FAQs - Why Do I Eat So Fast

What does it mean if I eat fast?

When you eat fast, there isn’t much chewing involved, which can lead to difficulty digesting food. Additionally, not allowing time for digestion when eating quickly can result in not feeling full, leading you to overeat.
Due to their distractibility, individuals with ADHD may not only struggle to focus solely on eating while they are dining but also engage in multiple activities simultaneously. For example, they may need to watch something, use their phone, continue talking, etc., which can lead to eating faster and more mindlessly.
There can be many underlying reasons for eating quickly. Among these, the fast pace of life and constantly being on the go, along with distractibility, eating habits, environmental factors, and lifestyle, are often cited.

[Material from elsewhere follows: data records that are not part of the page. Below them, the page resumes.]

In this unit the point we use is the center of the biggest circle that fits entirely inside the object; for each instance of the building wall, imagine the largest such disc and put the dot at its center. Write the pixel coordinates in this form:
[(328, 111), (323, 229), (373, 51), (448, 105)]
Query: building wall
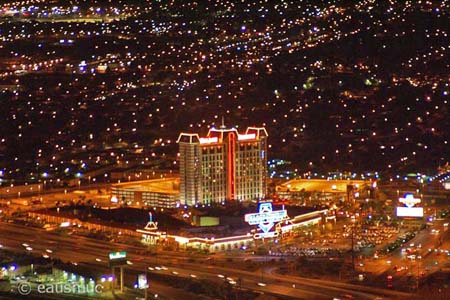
[(214, 181), (190, 174), (223, 166)]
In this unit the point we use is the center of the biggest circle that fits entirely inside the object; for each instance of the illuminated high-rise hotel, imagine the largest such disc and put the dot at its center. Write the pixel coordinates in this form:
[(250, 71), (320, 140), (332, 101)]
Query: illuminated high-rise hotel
[(224, 165)]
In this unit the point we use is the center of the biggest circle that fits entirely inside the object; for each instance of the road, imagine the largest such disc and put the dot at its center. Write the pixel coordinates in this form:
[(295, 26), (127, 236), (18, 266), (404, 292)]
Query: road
[(94, 253)]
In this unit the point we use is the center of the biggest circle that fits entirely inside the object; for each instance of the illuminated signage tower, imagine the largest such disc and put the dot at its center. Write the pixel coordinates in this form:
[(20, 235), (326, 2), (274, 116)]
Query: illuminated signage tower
[(224, 165)]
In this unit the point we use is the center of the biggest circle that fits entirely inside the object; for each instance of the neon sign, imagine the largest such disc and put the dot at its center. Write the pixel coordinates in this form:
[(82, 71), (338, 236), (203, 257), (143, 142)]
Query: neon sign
[(409, 200), (265, 218), (409, 210)]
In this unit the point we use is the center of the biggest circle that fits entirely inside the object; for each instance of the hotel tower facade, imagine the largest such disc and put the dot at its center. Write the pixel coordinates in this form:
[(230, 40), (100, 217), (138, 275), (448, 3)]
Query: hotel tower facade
[(224, 165)]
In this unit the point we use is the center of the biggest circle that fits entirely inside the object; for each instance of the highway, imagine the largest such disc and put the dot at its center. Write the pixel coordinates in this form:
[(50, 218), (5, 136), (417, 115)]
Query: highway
[(94, 254)]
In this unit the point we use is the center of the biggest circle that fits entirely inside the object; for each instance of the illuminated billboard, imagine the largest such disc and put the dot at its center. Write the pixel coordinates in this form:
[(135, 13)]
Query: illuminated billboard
[(265, 218), (409, 210)]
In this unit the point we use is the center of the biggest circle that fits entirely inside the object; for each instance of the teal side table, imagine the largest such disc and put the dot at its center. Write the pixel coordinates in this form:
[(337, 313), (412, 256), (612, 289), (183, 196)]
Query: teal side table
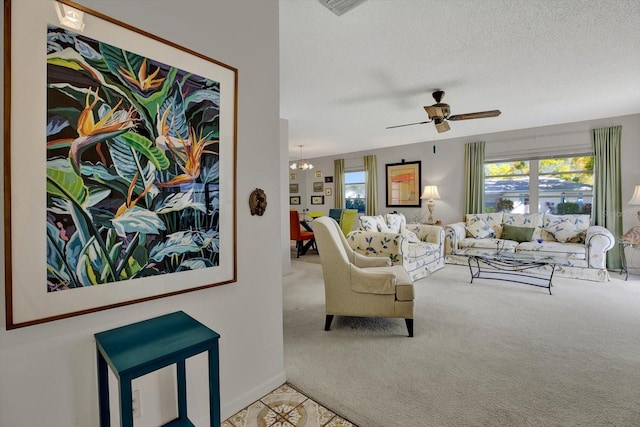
[(140, 348)]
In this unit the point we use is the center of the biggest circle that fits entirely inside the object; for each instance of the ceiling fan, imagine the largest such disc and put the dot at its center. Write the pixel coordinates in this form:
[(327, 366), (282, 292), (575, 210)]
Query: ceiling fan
[(439, 114)]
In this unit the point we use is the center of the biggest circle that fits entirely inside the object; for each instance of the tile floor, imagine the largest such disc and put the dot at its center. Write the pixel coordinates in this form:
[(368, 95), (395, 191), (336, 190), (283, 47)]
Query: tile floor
[(286, 407)]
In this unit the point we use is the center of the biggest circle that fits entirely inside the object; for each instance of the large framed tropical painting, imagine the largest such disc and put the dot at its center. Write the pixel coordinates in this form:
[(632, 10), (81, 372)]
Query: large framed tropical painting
[(403, 182), (120, 165)]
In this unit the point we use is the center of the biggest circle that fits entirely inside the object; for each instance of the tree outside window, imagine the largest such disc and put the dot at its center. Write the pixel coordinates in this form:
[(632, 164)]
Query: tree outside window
[(562, 185), (355, 190)]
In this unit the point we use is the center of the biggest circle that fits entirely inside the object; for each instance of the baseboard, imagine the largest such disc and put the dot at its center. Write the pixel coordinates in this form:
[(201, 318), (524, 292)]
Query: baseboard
[(252, 395)]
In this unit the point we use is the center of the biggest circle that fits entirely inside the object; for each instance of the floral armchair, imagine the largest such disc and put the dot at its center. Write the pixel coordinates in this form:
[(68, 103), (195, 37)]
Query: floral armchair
[(419, 248)]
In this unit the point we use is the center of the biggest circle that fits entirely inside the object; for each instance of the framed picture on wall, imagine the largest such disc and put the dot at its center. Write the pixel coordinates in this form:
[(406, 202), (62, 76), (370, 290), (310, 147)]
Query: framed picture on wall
[(103, 204), (403, 184)]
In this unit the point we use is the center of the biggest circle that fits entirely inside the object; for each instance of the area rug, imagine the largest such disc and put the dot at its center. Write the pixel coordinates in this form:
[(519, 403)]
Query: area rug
[(491, 353)]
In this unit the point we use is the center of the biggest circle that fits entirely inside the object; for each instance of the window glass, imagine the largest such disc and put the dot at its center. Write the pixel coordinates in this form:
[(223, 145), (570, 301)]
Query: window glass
[(506, 186), (355, 190), (556, 185)]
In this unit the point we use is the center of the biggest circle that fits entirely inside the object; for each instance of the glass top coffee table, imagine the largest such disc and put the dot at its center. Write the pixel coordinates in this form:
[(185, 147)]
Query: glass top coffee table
[(514, 267)]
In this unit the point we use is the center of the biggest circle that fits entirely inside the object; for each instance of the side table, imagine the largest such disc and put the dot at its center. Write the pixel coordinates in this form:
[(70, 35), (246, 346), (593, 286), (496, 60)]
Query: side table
[(623, 257), (135, 350)]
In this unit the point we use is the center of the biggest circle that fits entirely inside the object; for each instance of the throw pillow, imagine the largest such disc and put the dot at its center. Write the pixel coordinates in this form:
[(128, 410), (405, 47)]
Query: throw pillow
[(410, 235), (564, 231), (517, 234), (480, 229), (396, 222)]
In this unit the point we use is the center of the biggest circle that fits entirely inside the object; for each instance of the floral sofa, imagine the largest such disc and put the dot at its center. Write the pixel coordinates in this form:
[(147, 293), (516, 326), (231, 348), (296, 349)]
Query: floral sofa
[(581, 247), (419, 248)]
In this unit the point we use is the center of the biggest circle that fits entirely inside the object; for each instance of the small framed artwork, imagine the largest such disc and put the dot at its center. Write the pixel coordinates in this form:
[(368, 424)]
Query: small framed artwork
[(404, 181), (110, 196)]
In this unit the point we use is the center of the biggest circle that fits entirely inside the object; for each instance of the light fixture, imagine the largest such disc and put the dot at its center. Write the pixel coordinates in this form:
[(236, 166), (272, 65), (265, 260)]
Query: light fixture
[(301, 164), (430, 193), (69, 16), (635, 199)]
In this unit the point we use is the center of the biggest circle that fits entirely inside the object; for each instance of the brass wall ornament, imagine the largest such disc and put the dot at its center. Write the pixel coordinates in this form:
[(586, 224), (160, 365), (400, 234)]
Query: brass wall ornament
[(258, 202)]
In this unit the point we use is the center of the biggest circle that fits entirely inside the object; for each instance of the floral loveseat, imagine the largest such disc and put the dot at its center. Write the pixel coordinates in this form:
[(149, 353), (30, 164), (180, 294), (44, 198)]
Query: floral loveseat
[(419, 248), (580, 246)]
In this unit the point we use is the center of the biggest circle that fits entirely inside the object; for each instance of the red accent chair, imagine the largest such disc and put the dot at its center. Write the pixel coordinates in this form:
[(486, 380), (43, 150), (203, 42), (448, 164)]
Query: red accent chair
[(299, 235)]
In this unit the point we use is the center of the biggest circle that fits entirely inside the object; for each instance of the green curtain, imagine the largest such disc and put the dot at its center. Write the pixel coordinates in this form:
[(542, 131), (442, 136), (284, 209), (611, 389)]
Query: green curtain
[(338, 180), (607, 190), (474, 177), (371, 183)]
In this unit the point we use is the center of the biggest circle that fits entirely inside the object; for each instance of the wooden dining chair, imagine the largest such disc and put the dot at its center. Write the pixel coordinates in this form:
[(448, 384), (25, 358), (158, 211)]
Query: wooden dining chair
[(300, 236)]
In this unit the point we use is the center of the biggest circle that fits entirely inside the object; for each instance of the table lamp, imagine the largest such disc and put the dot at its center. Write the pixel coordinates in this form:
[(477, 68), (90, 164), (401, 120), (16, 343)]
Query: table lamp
[(430, 193)]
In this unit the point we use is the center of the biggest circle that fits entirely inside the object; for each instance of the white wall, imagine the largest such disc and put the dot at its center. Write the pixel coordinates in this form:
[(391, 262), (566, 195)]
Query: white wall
[(444, 167), (47, 371)]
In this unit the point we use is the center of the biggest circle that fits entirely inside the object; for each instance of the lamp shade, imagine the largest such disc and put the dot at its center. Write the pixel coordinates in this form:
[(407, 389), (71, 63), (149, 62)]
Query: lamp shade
[(430, 192), (635, 199)]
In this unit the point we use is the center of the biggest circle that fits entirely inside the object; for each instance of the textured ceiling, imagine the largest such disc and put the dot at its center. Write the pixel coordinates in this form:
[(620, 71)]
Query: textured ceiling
[(541, 62)]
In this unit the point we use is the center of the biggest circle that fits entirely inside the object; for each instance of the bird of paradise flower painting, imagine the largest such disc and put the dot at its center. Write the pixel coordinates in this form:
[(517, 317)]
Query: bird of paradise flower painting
[(132, 165)]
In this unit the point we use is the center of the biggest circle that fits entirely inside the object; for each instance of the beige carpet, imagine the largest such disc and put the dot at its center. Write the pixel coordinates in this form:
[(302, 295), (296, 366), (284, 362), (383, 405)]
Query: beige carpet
[(485, 354)]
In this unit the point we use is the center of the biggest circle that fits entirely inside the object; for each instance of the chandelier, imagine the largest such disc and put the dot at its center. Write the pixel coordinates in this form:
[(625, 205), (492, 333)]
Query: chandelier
[(301, 164)]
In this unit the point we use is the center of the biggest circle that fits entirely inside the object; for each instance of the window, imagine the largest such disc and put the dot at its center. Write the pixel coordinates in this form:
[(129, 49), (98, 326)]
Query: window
[(355, 190), (562, 185)]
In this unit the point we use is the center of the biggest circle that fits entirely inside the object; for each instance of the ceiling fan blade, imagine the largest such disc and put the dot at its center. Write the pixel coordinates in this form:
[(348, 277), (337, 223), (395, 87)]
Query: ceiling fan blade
[(442, 126), (433, 111), (408, 124), (478, 115)]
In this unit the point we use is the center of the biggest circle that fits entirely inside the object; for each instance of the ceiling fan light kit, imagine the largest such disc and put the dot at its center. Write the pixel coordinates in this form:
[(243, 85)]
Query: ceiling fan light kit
[(439, 114)]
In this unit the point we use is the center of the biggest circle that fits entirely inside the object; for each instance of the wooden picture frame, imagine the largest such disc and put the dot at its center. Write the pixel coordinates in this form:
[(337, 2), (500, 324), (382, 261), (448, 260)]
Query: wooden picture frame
[(403, 184), (95, 196)]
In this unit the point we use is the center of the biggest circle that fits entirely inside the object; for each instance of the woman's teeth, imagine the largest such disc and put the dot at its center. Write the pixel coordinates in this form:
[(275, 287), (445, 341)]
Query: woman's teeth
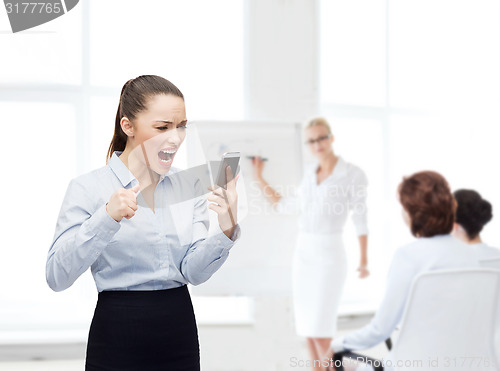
[(166, 156)]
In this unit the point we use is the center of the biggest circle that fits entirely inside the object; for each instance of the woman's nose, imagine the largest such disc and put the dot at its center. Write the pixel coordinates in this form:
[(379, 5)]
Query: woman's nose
[(174, 136)]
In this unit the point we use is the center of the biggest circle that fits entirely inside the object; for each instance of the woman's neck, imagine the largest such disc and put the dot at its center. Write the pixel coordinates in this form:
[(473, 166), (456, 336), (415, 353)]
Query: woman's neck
[(327, 163), (138, 168)]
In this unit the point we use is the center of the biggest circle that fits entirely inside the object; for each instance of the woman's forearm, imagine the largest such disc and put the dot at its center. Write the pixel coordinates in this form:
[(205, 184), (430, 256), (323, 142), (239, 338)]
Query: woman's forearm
[(363, 245)]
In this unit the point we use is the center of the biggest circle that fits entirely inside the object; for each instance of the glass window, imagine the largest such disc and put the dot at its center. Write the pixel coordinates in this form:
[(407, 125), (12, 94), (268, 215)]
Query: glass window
[(352, 47), (202, 55)]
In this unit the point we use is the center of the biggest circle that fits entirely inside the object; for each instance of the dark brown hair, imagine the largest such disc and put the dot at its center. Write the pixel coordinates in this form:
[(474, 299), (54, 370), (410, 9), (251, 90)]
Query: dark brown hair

When we feel hungry, we may experience sudden drops in blood sugar levels, tremors in the hands and feet, weakness, and other problems. These symptoms can prompt us to dive into eating quickly. The desire for instant gratification and time constraints can also play a role.
Eating fast is a common behaviour today, which can lead to health problems, especially concerning digestion. That’s why we recommend you practise slow eating if you are a fast eater.
We can say that eating quickly is unhealthy. Since there is not much chewing, digestion of the food becomes difficult, the feeling of satiety decreases, and overeating may occur.